I am a person who does not seem to know how to do things simply. So Thanksgiving just had to be like the one I do back in LA. I decided to do the apricot- glazed turkey with roasted onion and shallot gravy. The recipe comes fromthe November 1994 issue of Bon Appétit. While it is not difficult, the preparation is a bit time intensive. Thus, Wednesday, I started my preparations of the glaze, herb butter and gravy. I spent some time on the Internet and found a recipe for stuffing. I actually found a skinnied-down recipe on the Weight Watchers site. Then of course I added a few of my own touches and “fattened it up a bit” with apple and chopped dried apricots. Then on to the sweet potato with honey, brown sugar, butter and segments of mandarin oranges. Not what you call your lo-cal dish. This left me with only the turkey and mashed potato to prepare on Thursday. My goal was to be able to relax and enjoy my guests on Thursday, and I succeeded.
Thursday brought with it a little surprise when I opened the white plastic bag in which the turkey came. First out fell the feet. Then as I lifted the rest of the bird out I saw the beak, the head and neck, still attached to the bird. I must admit I usually let “Butterball” do the initial preparation of the turkey. So out came the biggest knife I had. Off with the head, off with the neck. Then on to the interior of the bird to pull our all the other parts that were not in a neat little bag. Once that was done the rest was easy.

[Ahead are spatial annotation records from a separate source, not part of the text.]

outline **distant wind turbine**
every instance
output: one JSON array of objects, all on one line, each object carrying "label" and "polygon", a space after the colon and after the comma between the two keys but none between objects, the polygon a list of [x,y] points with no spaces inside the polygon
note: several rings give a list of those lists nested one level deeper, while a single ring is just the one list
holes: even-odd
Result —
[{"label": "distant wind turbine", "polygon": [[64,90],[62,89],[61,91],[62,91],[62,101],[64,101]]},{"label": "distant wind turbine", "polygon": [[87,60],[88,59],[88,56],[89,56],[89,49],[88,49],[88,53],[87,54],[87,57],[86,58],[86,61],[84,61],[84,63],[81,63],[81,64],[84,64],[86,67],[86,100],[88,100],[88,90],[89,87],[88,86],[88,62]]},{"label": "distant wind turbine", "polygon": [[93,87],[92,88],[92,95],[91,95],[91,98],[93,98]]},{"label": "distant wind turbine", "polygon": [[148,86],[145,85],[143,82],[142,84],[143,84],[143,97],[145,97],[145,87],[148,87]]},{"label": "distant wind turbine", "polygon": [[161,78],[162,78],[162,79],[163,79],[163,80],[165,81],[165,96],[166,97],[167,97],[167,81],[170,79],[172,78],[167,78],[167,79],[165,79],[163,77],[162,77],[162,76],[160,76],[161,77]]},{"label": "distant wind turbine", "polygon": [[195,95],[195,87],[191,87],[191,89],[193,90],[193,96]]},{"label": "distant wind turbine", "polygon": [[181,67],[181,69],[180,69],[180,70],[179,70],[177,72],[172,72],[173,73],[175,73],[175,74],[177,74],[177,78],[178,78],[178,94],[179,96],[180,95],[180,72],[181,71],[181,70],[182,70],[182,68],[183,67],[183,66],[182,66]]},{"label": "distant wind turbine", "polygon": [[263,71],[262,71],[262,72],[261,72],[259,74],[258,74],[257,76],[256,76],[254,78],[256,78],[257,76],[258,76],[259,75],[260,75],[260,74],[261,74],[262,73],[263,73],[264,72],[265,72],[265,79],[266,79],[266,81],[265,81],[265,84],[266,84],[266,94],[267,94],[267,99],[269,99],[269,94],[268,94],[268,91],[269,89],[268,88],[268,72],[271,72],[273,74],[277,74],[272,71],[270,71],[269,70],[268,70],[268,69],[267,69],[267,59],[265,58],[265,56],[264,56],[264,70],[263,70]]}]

To my delight the turkey cooked perfectly. As it rested for the obligatory ½ hour, I popped the stuffing, sweet potato and mashed potato into the oven to reheat and brown up. Happily Brian had offered to bring a healthy vegetable and the pies. I cook but I do not bake. So, my work was nearly done. Only the gravy to finish off and that was the easiest and best gravy I’ve ever made.
At 2:30, Brian arrived with the most wonderful pumpkin pie I have ever eaten, a mango and passion fruit cream pie that was amazing and an asparagus and mushroom side dish that was just delicious. To say he helped make this meal possible is to understate the case. In addition to the food, he lent me the roasting pan, baster, meat thermometer, tablecloth and napkins and several serving implements. Shall we just say that my kitchen here is not quite as equipped as the one in LA.
A few minutes later Pepe arrived with wine and champagne and Vilma arrived with another bottle of wine. We sat down to chat with beer or wine, some olives and a bit of pate. When all was ready, we attacked the sideboard and dug in. I was please to see that everyone but me went back for seconds. I must admit, I had picked as I cooked, so wasn’t up to a second round.
Brian brought out the pies (sorry we forgot to take pictures) and they were as lovely to look at, as they were to eat.
A few coffees and then gin and tonic for Brian, Pepe and me and a Chinchon dulce for Marty and the meal was over at 6:00. Sweet Vilma had passed up the after dinner drink and went on to wash the rest of the dishes. We said our good-byes with besos y abrazos.
Happily I took it easy and read for much of the evening. At one point Marty and I spent a little time on “Face Time” with Rachel. I later called my dad. As my brother Bob was there with his IPad, we agreed to hang up and reconnect with “Face Time.” It is so wonderful to not only talk to but see the family. We had a wonderful day with new friends in a new place, but I couldn’t help but miss the family and old friends.
An early bedtime was in order as Friday we’d be getting up very early to head to the Comisaría de Policía to take the last step in the Visa process.